Die Bedürftigkeit in diesem Land wurde bereits festgestellt! Das nennt sich Hartz 4 und stellt die Bedürfnisse eines jeden sicher. ( Plus Kindergeld, Miete, Sozialbeiträge etc. )
Und was Du hier ansprichst ist Kommunismus. Danke!
 
Irgendwie hatte ich auch bei einem Teil der Beiträge
Menschen im "Blaumann mit Fahrrad " vor Augen.

Von dem Zeug ist jetzt an anderer Stelle eine Menge über.

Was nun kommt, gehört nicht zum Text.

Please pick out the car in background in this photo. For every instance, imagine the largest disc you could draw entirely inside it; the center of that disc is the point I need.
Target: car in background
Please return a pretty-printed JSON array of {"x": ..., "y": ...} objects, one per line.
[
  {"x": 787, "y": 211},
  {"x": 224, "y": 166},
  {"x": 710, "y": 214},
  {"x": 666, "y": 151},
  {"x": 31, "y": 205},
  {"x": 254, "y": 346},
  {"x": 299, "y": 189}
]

Dürfte für eine Mehrfachaustattung 😉 der gesamten
deutschen Bevölkerung reichen.

Karin
 
Ja, EU-Franks Modell der Bedürftigkeit würde die BRD schlagartig von allen Politikern befreien. Ein trotz allem schöner Gedanke - und dafür dürften die Hartz 4 Empfänger dann zuschlagen, hihi.
Ich weiß nicht wie es im realen Kommunismus war. Honni werden wahrscheinlich tausend Ostmark genügt haben. Groß reisen konnte er nicht und die westlichen Pornos und den Champagner mußte er sicherlich nicht von seinem Gehalt bezahlen.
 
Allerdings fängt der einzelne Deutsche nach EuFranks Berechnung,
der Vermögensaufteilung,
das "Gleichsein" mit einem "Kapital" 😉 😎 von 80.000,--Euros an.